調査捕鯨鯨肉の業務上横領に関する告発は、サポーターを含めてグリーンピース(以下GP)を応援してくださる方々も、天敵のように忌み嫌う方々も、ともに驚かせたことだろう。東京地方検察庁がグリーンピース・ジャパン(以下GPJ)による告発状を正式受理し、証拠品の鯨肉一箱を引き取るまで、激励と非難が入り乱れて、GPJ事務所全体が対応に追われた。

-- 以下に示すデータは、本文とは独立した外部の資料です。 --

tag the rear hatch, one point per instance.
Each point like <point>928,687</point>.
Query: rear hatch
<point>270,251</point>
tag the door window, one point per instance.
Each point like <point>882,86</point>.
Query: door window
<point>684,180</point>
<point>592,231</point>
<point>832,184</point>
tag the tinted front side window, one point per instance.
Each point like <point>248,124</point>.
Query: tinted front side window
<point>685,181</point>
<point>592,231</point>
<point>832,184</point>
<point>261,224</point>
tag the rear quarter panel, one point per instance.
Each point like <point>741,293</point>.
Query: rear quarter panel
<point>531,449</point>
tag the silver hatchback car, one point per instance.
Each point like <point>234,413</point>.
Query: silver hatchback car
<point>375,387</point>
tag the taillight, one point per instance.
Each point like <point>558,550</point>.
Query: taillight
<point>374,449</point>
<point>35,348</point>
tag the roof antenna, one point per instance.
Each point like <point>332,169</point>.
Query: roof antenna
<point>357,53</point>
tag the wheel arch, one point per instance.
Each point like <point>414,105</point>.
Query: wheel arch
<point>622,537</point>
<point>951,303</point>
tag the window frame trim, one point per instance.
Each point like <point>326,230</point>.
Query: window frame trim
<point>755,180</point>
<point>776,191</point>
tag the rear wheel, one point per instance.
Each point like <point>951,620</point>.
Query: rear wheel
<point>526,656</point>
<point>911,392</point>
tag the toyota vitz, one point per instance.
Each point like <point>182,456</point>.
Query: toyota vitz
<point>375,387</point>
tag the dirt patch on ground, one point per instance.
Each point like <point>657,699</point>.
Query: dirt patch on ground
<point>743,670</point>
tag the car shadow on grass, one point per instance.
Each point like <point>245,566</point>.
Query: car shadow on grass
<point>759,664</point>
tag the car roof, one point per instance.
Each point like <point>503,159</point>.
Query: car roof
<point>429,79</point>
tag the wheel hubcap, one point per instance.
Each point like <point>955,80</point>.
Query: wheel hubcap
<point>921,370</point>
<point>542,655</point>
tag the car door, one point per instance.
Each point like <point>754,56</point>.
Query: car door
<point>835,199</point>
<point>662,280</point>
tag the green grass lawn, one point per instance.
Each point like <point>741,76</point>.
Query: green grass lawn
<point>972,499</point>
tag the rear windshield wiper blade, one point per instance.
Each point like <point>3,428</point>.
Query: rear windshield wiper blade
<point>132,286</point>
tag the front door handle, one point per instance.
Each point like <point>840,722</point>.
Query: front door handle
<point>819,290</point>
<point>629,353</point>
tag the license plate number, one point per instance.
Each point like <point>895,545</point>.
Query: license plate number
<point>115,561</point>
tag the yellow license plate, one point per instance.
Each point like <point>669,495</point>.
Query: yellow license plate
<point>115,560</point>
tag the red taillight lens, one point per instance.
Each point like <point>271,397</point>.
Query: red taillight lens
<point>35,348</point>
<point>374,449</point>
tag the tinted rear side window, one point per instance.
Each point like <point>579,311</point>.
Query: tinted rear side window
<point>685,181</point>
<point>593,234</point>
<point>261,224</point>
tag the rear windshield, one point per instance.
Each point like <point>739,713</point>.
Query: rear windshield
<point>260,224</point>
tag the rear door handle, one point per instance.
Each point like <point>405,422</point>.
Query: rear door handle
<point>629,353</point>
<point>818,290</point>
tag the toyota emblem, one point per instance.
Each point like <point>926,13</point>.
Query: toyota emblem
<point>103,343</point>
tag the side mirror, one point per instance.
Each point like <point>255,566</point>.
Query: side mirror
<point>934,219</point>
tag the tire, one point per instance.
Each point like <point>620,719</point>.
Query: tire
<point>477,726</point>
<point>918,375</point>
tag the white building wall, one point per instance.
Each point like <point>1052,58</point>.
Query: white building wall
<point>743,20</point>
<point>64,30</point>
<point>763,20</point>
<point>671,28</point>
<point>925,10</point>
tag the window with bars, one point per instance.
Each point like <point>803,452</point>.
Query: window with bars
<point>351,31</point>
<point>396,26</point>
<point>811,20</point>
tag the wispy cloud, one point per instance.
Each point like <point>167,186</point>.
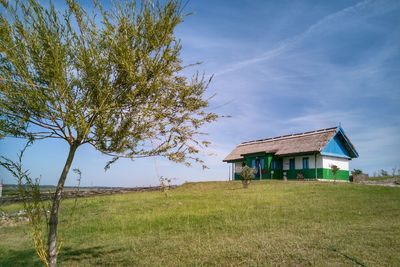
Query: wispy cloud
<point>364,8</point>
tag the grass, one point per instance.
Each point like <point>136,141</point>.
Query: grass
<point>221,224</point>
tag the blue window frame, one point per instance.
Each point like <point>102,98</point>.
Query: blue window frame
<point>291,164</point>
<point>305,164</point>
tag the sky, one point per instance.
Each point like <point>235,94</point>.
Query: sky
<point>279,67</point>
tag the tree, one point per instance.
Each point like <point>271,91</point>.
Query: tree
<point>246,175</point>
<point>110,79</point>
<point>335,169</point>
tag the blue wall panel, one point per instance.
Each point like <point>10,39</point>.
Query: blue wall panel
<point>335,147</point>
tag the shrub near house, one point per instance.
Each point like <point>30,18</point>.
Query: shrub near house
<point>310,154</point>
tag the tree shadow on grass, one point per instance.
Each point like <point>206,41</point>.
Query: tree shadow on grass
<point>27,257</point>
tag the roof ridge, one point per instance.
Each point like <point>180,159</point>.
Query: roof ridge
<point>288,136</point>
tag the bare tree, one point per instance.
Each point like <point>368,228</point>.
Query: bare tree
<point>111,81</point>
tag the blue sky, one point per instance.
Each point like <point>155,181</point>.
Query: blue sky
<point>279,67</point>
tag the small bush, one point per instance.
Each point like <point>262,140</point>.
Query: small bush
<point>247,174</point>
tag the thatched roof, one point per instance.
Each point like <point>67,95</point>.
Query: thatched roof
<point>301,143</point>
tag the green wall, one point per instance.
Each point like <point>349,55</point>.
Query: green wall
<point>291,174</point>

想定内だったが、マスメディアが事態の全体像ではなく、GPの証拠品入手方法ばかりに焦点を当てたがることと、同じ傾向でのネットをはじめとする素人法談の噴出には、改めて日本社会について考えさせられた。そうしたなかでもっとも冷静な対応は、東京地検の検事が見せたものだった。横領されたと思われる鯨肉がどのように市場へ流れているかを含め、徹底的に問題の全体を洗い出したいと語り、GPJにも追加の情報提供を要請された。GPJサイトに掲示した「STOP! 鯨肉横領ホットライン」(ファクスによる)に、ぜひ情報を寄せていただきたい。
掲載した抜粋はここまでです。